Daily Dinkal
- Type: Daily Newspaper
- Format: Broadsheet and Online Version
- Publisher: Atiqur Rahman Rumon
- Founded: 1986; 40 years ago
- Political alignment: Centre to centre-right
- Language: Bengali
- Headquarters: Tejgaon, Dhaka, Bangladesh
- Country: Bangladesh
- Circulation: 15,580
- Website: dainikdinkal.net

= The Daily Dinkal =

Bengali language newspaper in Bangladesh

Dainik Dinkal is a daily newspaper published in the Bengali language. The newspaper is also known as the mouthpiece of the Bangladesh Nationalist Party (BNP) and is published from Dhaka. On February 19, 2023, the Bangladesh Press Council announced the closure of the publication of the newspaper. However later on 11 August 2024, the publication of the newspaper was approved.

==History==

Dainik Dinkal was first published in 1986, edited by Sanaulah Nuri and published by Majedur Rahman. Later on April 16, 2002, Tarique Rahman, the chairman of the BNP, took over the responsibility of the publisher and printer of the newspaper. Currently, Rezwana Siddiqui is the responsible editor of the newspaper.

==Announcement of closure==
On December 26, 2022, the office of Dainik Dinkal was ordered to be invalidated by the publication branch of the Dhaka District Magistrate. According to the office order, without assigning responsibility to the newspaper publisher, the office address and printing press were relocated outside the country, and the newspaper was prosecuted in a criminal case.

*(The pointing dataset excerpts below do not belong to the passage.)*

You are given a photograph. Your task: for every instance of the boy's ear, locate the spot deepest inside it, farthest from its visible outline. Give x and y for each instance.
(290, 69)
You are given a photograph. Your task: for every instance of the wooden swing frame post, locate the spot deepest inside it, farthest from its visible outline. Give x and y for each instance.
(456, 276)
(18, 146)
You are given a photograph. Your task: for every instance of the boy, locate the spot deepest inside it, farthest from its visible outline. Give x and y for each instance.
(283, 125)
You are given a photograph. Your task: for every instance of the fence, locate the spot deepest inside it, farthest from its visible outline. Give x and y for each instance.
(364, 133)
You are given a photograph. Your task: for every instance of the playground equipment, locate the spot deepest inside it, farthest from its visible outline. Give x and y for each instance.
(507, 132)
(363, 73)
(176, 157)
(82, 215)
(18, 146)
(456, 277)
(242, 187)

Tarek Rahman's name was used to issue a press release for printing the newspaper, and the address and printing press were changed without the permission of the authorities. As a result, the announcement of the newspaper's publication was suspended. On February 19, 2023, the Bangladesh Press Council announced the closure of the publication of the newspaper.

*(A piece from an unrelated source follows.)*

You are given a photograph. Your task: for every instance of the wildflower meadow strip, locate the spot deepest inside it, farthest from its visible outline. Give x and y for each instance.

== Reaction to publication closure ==

- On February 20, 2023, Bangladesh Federal Union of Journalists (BFUJ) and Dhaka Union of Journalists (DUJ) staged a protest against the banning of publication of daily Dinkal. Besides, BNP Secretary General Mirza Fakhrul Islam Alamgir strongly condemned the closure of the newspaper in a statement.
- On February 20, 2023, Stephen Dujarric, spokesman for UN Secretary-General Antonio Guterres, expressed concern at the regular briefing of the United Nations.
- On February 21, 2023, the Committee to Protect Journalists issued a statement on its website calling for the closure of the daily Dinkal citing "a violation of democratic principles".
- On February 24, 2023, a total of 9 countries, including the United States, the United Kingdom, and the Media Freedom Coalition (MFC) based in Bangladesh expressed concern over the cancellation of publication and printing approval.
- On 26 February 2023, the Dhaka Journalist Union (DUJ) organized a rally to protest against the cancellation of the declaration. A section of Bangladesh Federal Union of Journalists (BFUJ) participated in it.